From a historical angle, here are Rand Paul's:
The last three senators the GOP nominated for president, McCain, former Sen. Bob Dole (R-Kan.) and former Sen. Barry Goldwater (R-Ariz.), all lost by more than 190 electoral votes and by an average of 282 electoral votes.
The truer average is interesting, in that it suggests how little has changed since the South went Republican, or, if you prefer, since Republicanism went south, in '64. Sen. Goldwater may be an outlier--he lost to President Johnson by a skewing 434 electoral votes--but ultimately he became the GOP's enduring foundation of presidential troubles.

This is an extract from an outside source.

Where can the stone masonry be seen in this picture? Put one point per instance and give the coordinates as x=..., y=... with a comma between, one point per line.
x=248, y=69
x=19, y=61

Sen. Dole lost to Bill Clinton by 220 electoral votes; Sen. McCain to Barack Obama by 192. Their average loss: 206. Take that average--computed as the differential between winning and losing candidates--and use it in a slightly different way: simply subtract it from 538. The result, 332. Now forget all that and just go to an interactive map, then give Hillary Clinton all the reliably Democratic electoral votes and give Rand Paul all the reliably Republican electoral votes. What do you get? A finish of 332-206.
Of course the really astonishing part isn't that Goldwater's reactionary turn has ultimately trapped the GOP in a long-term hole of diminishing returns, which it has. It is, rather, that even a Rand Paul could pull in about 150 more electoral votes in 2016 than Goldwater could in the still lily-white atmosphere of 1964.